Pina Bausch’s Bluebeard, Sadler’s Wells, dance review: ‘Clever, funny and harrowing’

The show is set in a ‘strange world’. Photograph: Klaus Dilger

Straight from the Tanztheater company’s home in Wuppertal, Germany, this 43-year-old piece – never before performed in the UK – enchants the audience on a stage covered in dry, autumnal leaves.

Experimental and intuitive, Tanztheater revels in the early work of late choreographer Pina Bausch, and in doing so cements her and their status as giants of the dance world.

This show is loosely based on Bela Bartok’s opera, Bluebeard. While listening to a tape recording of Bela Bartok’s opera ‘Duke Bluebeard’s Castle’ – I’m going to stick with Bluebeard for short.

It starts in a strange world – a ruined apartment with whitewashed walls, dead leaves scattered on the floor, a woman in a mauve dress laying in a pose reminiscent of Millais’ painting of Ophelia, and a man sitting by a record player.

In classic Bausch style, the rewinding and replaying of a record of Bartok’s ‘Duke Bluebeard’s Castle’ informs the piece’s jumpy and immediate nature.

Never held down by narrative, themes of pain, devotion and trust are all explored in a defusion of movement and meaning.

Equal parts horror and beauty, the story of abuse and murder keeps its visceral and immediate clout.

The show’s visuals can be described as ‘stylised chaos’. Photograph: Klaus Dilger

The French fairy tale by Charles Perrault of a matricidal maniac is rethought within the opera as a whimsical exploration of forbidden rooms, all drenched in blood.

This aggressive but beautiful nature of the piece is one of its most magical elements.

Another high point is its humour.

When I think of Bausch’s work, I don’t immediately go to comedy, but Bluebeard is filled with dark, intelligent humour.

From the neurotic obsession with the female performer’s hair – there is a wall of it, people are whipped by it, and it is constantly flicked this way and that – to the sequence in which male performers strip down to satin underwear and begin peacocking at the front of the stage.

It’s a side-eye at the opera’s medieval setting and the gender roles that persist even today in all their damaging prowess.

Amid the thrashing, contorting, physical pain and anger, there is a comic vein which is mined steadily throughout.

Visually, the piece is stylised chaos.

Rolf Borzik’s set gives the impression of death and wasted wealth without any unnecessary embellishments.

His costumes again conjure up the medieval but are shed like snake skins to reveal slips of pure silk and the aforementioned satin briefs – ‘Where can I buy these?’ I ask the internet.

Along with the ever-shifting leaves, the fabric moves over the taut bodies like ripples on a pool, accentuating their movements and grounding them in a sumptuous aesthetic.

The set conjures up ‘death and wasted wealth’. Photograph: Klaus Dilger

Bausch was always fascinated by groups, and although Bluebeard and Judith (his new wife) are a central vortex from which the chaos branches out, the rest of the company are never just in the background.

The final image of Judith’s body, covered in all the heavy dresses of the fairy tale and being rocked along the ground by Bluebeard, is harrowing.

This central relationship carries the piece and is a constant thread running through all the madness.

The “relationship” holds a warped mirror up to the audience, forcing them to question their and their partner’s foibles, though hopefully these do not involve murder.

The only fly in the ointment is almost a compliment.

The piece is clever, well danced, experimental, funny and harrowing – to be reductive, it’s very good.

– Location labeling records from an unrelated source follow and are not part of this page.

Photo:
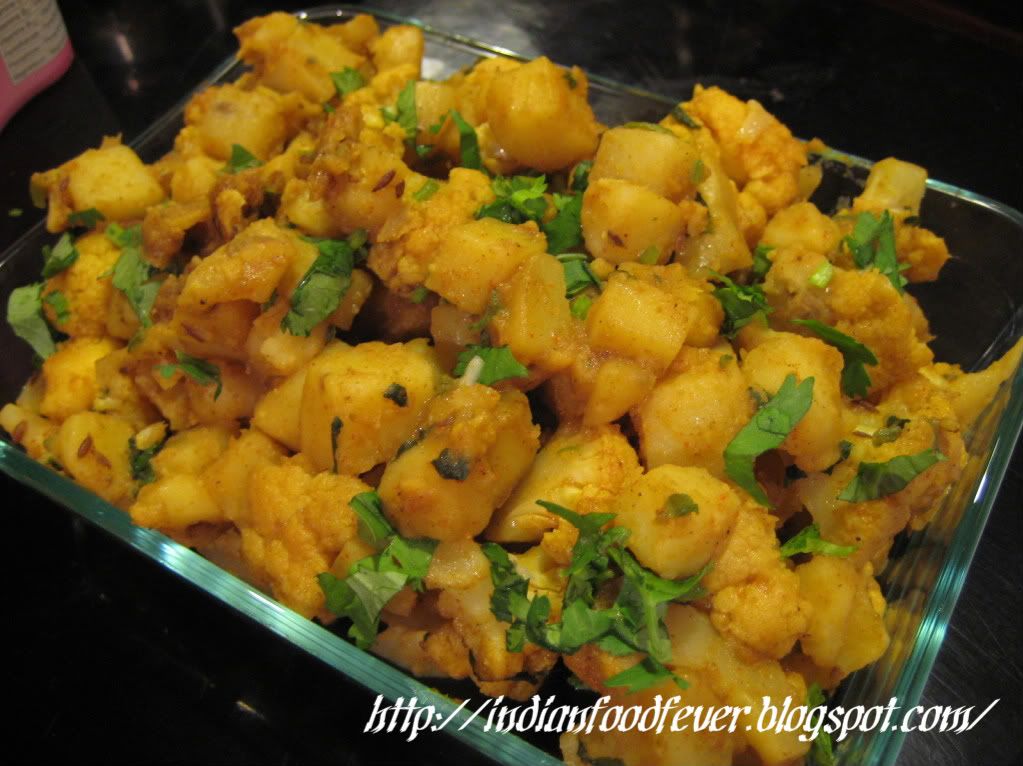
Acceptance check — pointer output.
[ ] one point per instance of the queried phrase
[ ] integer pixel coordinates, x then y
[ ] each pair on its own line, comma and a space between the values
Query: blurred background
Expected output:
116, 661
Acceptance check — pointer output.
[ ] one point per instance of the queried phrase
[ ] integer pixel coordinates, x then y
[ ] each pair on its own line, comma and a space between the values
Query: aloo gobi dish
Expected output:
497, 386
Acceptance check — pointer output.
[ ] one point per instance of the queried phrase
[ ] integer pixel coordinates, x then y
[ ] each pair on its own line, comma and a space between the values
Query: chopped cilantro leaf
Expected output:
741, 304
469, 144
59, 257
891, 431
25, 315
426, 191
319, 293
880, 480
565, 229
678, 504
58, 302
855, 380
761, 261
86, 219
808, 541
768, 427
199, 370
580, 176
873, 245
498, 363
240, 159
347, 81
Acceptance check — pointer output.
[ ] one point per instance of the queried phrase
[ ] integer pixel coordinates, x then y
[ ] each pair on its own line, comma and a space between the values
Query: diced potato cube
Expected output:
661, 162
476, 257
621, 220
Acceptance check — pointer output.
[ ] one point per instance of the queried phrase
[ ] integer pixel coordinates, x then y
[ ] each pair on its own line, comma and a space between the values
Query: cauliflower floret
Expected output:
87, 293
298, 524
408, 241
678, 519
846, 629
757, 151
582, 468
477, 443
813, 442
695, 410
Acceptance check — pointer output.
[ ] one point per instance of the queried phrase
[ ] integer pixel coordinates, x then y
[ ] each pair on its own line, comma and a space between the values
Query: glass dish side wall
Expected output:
974, 314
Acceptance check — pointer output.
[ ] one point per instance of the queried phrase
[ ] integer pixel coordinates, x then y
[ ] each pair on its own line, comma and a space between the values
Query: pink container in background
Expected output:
35, 51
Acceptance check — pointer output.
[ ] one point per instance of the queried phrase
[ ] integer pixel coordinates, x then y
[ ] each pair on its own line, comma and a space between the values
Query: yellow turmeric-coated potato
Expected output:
622, 220
677, 517
376, 392
580, 468
327, 289
70, 376
539, 118
695, 410
476, 445
846, 629
477, 257
93, 449
110, 179
661, 162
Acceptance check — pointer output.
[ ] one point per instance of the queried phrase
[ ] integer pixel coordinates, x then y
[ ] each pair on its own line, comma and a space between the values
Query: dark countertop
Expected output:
116, 661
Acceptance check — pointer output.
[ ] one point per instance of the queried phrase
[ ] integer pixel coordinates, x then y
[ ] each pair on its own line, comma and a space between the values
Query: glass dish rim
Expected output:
373, 673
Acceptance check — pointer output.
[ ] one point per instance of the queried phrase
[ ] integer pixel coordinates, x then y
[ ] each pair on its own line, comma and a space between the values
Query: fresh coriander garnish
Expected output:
761, 261
520, 198
498, 363
199, 370
873, 245
86, 219
426, 191
131, 272
678, 504
451, 465
25, 315
741, 304
59, 257
373, 581
823, 276
397, 394
319, 293
140, 461
855, 380
808, 541
768, 427
240, 159
578, 274
891, 431
564, 231
580, 176
880, 480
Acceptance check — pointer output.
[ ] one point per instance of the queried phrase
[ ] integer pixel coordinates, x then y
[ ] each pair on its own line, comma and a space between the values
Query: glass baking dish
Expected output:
926, 574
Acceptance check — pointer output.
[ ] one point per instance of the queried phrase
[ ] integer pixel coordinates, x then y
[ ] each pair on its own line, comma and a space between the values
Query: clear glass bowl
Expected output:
973, 311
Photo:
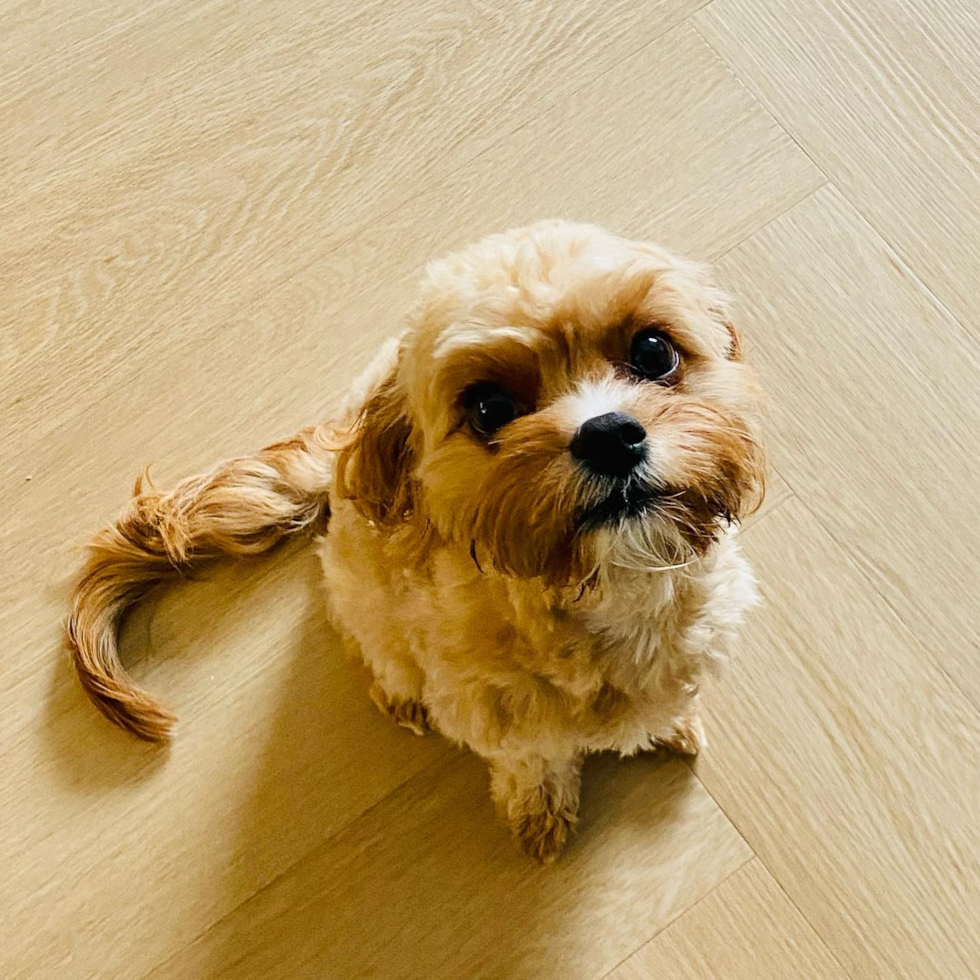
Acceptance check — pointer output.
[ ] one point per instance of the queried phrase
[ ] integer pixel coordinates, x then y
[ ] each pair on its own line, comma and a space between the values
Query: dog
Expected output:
526, 515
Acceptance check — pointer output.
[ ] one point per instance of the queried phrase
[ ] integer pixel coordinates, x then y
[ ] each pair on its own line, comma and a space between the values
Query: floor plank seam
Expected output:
755, 231
536, 107
692, 764
680, 915
748, 91
828, 179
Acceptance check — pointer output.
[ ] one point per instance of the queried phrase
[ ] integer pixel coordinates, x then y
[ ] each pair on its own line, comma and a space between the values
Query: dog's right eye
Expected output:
489, 408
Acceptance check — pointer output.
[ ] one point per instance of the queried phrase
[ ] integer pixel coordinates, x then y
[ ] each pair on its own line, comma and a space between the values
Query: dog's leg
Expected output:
538, 799
397, 692
685, 734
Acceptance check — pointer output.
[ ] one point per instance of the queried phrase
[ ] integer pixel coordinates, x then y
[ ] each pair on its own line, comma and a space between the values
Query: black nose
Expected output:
611, 444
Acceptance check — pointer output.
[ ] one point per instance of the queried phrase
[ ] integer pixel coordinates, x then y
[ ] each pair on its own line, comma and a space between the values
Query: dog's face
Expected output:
563, 398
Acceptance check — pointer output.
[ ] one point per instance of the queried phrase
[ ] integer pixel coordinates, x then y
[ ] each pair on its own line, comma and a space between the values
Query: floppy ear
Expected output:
735, 350
375, 466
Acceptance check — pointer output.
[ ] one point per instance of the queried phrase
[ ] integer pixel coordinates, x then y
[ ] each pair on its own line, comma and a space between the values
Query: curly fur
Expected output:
463, 569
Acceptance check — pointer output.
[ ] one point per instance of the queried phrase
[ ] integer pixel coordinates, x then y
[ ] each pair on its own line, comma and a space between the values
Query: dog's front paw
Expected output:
405, 712
542, 827
685, 737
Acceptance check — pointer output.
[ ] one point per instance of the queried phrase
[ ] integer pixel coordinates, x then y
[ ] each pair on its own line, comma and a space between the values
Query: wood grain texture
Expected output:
214, 211
273, 363
883, 96
876, 414
115, 854
181, 164
848, 761
745, 929
450, 897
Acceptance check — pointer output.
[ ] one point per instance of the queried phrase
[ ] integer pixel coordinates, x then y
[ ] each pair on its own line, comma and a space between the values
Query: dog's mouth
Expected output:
627, 500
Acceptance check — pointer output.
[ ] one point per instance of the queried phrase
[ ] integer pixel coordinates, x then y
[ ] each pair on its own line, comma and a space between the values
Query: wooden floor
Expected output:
213, 212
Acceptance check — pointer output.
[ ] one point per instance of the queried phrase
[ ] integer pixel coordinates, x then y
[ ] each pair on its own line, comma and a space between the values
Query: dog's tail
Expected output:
241, 507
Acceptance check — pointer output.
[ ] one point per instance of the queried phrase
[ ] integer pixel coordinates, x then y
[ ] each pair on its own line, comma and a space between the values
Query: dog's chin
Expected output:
625, 502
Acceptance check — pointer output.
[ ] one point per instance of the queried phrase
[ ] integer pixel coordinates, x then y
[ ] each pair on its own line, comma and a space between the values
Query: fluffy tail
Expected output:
242, 507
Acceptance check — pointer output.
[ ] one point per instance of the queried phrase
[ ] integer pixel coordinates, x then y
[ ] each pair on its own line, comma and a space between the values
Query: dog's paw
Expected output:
686, 737
405, 712
543, 829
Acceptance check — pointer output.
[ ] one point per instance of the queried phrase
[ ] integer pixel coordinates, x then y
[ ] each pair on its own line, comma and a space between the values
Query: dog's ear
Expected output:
375, 466
735, 349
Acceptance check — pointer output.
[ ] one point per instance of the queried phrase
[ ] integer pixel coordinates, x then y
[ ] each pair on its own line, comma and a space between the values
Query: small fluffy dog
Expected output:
531, 502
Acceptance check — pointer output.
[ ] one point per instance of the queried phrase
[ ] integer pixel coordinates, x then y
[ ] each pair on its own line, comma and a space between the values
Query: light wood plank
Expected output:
426, 886
746, 929
114, 854
179, 166
849, 763
884, 97
876, 414
281, 360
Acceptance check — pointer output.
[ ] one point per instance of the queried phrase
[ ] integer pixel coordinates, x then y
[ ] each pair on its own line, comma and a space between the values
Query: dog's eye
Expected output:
489, 408
653, 355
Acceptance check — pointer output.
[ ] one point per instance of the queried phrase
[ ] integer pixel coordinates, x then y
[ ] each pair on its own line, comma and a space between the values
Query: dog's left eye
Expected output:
489, 408
653, 355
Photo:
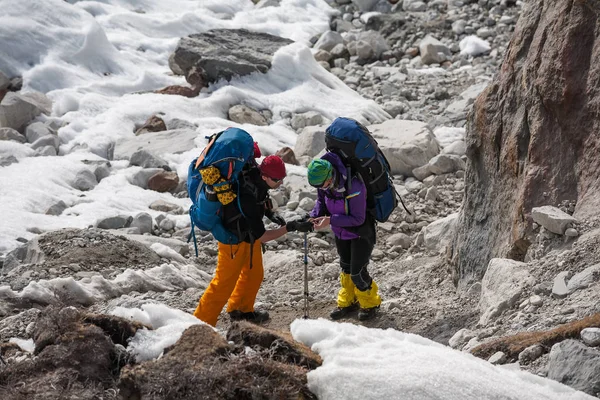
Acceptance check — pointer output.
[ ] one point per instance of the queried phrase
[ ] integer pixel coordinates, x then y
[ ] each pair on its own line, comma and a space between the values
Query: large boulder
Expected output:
406, 144
532, 136
226, 53
17, 110
502, 286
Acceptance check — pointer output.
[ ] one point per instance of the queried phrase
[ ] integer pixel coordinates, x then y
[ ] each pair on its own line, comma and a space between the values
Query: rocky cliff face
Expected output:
533, 135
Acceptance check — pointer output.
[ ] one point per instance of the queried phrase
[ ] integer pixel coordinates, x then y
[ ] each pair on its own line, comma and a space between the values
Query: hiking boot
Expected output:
365, 314
252, 316
341, 312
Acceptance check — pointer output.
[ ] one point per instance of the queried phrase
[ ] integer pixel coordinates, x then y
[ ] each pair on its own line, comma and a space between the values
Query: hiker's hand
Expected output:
305, 226
277, 219
321, 222
299, 226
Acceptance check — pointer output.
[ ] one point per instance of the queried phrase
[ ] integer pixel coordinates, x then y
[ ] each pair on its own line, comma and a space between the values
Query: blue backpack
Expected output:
359, 151
222, 160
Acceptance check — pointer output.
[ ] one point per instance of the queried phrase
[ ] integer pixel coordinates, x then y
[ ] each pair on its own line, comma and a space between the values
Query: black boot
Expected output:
367, 313
342, 312
252, 316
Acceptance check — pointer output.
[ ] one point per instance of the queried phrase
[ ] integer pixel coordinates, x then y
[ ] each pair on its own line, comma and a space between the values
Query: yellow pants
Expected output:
349, 294
234, 280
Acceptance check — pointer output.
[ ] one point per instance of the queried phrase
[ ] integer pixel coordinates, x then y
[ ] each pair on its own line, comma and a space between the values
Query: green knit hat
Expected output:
319, 171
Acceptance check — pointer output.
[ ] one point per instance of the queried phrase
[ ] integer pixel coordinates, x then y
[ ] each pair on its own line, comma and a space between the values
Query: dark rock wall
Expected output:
533, 134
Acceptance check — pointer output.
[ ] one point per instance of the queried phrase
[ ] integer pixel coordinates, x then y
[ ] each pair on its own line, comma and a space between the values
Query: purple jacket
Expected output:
346, 209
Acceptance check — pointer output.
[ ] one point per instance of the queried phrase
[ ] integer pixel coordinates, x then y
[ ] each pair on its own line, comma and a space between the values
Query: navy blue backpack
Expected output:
359, 151
224, 157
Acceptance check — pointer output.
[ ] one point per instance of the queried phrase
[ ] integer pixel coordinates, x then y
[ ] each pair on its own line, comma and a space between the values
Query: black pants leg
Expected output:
354, 259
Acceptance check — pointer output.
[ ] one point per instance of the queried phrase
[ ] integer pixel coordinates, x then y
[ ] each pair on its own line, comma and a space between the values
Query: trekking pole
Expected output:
305, 275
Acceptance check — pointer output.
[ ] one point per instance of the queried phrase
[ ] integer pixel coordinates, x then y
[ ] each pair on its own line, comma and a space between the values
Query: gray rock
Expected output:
559, 287
243, 114
531, 354
46, 151
158, 143
118, 222
17, 110
460, 338
101, 172
438, 234
365, 5
48, 140
552, 218
399, 239
57, 208
406, 144
29, 253
497, 358
591, 336
502, 286
167, 224
8, 160
141, 177
584, 278
433, 51
147, 159
11, 134
310, 118
226, 53
576, 365
328, 41
142, 221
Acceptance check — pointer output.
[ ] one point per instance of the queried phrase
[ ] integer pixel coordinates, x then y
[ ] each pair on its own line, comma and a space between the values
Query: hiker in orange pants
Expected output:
240, 271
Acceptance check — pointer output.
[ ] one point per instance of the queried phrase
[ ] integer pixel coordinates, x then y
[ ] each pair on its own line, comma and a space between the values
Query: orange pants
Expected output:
234, 280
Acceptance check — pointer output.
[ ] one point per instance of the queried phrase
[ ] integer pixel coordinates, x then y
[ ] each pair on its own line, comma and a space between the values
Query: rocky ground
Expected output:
385, 58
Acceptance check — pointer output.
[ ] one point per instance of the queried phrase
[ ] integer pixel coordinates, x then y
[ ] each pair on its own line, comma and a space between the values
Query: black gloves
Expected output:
274, 217
300, 226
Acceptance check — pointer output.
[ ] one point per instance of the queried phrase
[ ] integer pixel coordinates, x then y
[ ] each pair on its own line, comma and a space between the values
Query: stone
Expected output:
287, 155
584, 278
433, 51
57, 208
11, 134
591, 336
117, 222
497, 358
226, 53
152, 124
243, 114
559, 287
17, 110
552, 218
48, 140
142, 221
531, 354
328, 41
502, 286
406, 144
164, 206
311, 118
438, 234
163, 181
146, 159
85, 180
513, 140
399, 239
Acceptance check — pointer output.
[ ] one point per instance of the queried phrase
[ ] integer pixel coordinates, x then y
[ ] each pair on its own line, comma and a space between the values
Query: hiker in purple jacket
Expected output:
344, 207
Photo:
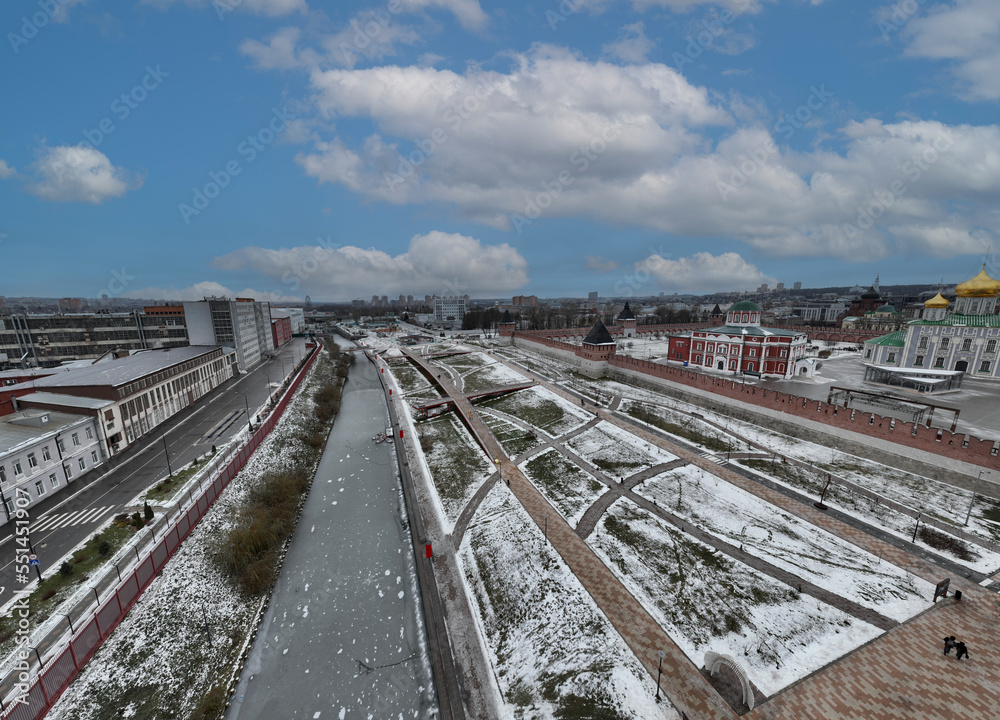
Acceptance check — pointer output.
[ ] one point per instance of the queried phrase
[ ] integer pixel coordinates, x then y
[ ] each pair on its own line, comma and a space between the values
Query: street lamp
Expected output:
974, 491
246, 404
659, 672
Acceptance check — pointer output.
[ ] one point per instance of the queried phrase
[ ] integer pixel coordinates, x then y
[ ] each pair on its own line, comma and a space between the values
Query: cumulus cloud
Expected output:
703, 272
436, 262
595, 262
967, 33
201, 290
632, 45
79, 174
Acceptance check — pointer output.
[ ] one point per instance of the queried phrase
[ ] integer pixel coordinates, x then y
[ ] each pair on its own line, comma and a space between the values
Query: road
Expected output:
64, 520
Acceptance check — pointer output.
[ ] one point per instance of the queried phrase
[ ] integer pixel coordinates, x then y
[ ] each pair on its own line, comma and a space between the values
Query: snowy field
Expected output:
457, 464
744, 520
616, 451
543, 409
706, 601
566, 485
554, 653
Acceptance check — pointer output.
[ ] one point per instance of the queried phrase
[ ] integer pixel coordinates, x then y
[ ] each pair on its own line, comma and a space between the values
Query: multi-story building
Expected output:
449, 311
47, 340
42, 452
242, 324
934, 353
129, 396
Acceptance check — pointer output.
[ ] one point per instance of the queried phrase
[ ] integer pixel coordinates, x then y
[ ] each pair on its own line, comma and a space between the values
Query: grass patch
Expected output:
686, 431
59, 585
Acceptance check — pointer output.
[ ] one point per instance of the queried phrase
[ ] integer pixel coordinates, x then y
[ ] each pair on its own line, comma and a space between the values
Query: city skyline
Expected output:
450, 147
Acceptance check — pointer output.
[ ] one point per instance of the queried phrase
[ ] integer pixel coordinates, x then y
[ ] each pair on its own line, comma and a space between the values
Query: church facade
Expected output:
946, 344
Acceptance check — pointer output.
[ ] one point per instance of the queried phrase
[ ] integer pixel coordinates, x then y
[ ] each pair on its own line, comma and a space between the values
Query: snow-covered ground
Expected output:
566, 485
617, 451
706, 601
767, 532
552, 649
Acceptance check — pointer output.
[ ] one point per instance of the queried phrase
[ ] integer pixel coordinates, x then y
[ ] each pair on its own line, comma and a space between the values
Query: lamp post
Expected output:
973, 501
659, 672
246, 404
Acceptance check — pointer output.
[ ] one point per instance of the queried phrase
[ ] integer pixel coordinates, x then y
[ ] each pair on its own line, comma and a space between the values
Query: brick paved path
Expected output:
902, 674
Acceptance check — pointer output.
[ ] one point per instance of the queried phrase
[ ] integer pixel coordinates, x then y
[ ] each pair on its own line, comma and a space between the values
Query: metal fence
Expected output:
56, 661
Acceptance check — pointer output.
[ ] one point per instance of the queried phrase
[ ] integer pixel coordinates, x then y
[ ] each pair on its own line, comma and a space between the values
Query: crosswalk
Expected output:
80, 517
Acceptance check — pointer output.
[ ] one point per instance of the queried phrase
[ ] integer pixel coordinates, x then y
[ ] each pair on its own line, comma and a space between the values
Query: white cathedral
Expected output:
935, 352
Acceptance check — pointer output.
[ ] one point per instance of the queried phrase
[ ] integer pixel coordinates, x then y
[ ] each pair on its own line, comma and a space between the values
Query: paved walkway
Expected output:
901, 675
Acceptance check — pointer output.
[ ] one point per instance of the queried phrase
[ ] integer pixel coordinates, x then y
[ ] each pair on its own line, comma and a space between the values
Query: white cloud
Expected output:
437, 262
79, 174
268, 8
632, 45
967, 33
595, 262
703, 272
201, 290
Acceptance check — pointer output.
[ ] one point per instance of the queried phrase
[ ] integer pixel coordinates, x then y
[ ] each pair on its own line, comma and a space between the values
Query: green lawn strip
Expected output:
513, 439
55, 588
567, 486
456, 463
687, 430
546, 415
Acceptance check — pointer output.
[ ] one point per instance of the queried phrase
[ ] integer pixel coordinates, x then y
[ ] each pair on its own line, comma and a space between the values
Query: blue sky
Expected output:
176, 148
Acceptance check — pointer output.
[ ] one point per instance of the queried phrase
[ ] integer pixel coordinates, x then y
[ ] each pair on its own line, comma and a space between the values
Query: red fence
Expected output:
52, 680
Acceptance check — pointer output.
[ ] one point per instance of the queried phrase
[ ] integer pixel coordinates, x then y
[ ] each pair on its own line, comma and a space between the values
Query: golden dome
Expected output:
980, 286
937, 301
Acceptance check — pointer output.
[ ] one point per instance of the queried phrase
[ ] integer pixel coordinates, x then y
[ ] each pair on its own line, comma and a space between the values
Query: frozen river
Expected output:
343, 637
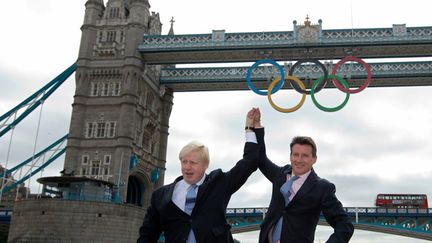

But like that schoolmate who could sing, dance and get perfect grades, and who you tried not to hate, the company knows it.

The length – it’s always a touch too long with Bausch – and the confidence throughout is grounded, earned and fair but still a little irritating.

Nevertheless, Bluebeard is one of the many reasons Bausch is so well respected in the theatre community, and the company that keeps her flame burning does justice to her legacy.

I was shocked, enthralled, elated, entertained and a little bit tired by the whole evening. And I left the theatre feeling a little uncomfortable with the humanity surrounding me – classic Bausch really!

Bluebeard. While listening to a tape recording of Bela Bartok’s opera ‘Duke Bluebeard’s Castle’ ran from 12-15 February at Sadler’s Wells Theatre.